🤖 AI Summary
Visual language models (VLMs) suffer from overfitting and imbalanced performance during fine-tuning due to real-world data biases, annotation noise, and class distribution skew. Method: This paper proposes a controllable synthetic data generation framework that constructs unbiased, attribute-balanced synthetic scene datasets by decoupling sampling across spatial position, color, shape, and size, coupled with precise programmatic annotation—thereby eliminating distributional bias and human labeling errors while enabling cross-domain transfer. Contribution/Results: Experiments on real-world benchmarks—including COCO—demonstrate that VLMs fine-tuned on our synthetic data significantly outperform those trained via conventional fine-tuning on absolute positional reasoning tasks.

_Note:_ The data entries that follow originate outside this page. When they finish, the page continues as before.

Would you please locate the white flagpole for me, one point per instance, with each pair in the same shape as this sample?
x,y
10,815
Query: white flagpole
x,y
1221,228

The proposed approach yields higher overall accuracy and more uniform performance across spatial relations, validating the effectiveness of synthetic-data-driven generalization for spatial reasoning capabilities.
📝 Abstract
Fine-tuning Vision-Language Models (VLMs) is a common strategy to improve performance following an ad-hoc data collection and annotation of real-world scenes. However, this process is often prone to biases, errors, and distribution imbalance, resulting in overfitting and imbalanced performance. Although a few studies have tried to address this problem by generating synthetic data, they lacked control over distribution bias and annotation quality. To address these challenges, we redesign the fine-tuning process in two ways. First, we control the generation of data and its annotations, ensuring it is free from bias, distribution imbalance, and annotation errors. We automatically construct the dataset by comprehensively sampling objects'attributes, including color, shape, size, and position within the scene. Secondly, using this annotated dataset, we fine-tune state-of-the-art VLMs and assess performance transferability to real-world data on the absolute position task. We conduct exhaustive evaluations on both synthetic and real-world benchmarks. Our experiments reveal two key findings: 1) fine-tuning on balanced synthetic data yields uniform performance across the visual scene and mitigates common biases; and 2) fine-tuning on synthetic stimuli significantly improves performance on real-world data (COCO), outperforming models fine-tuned in the matched setting.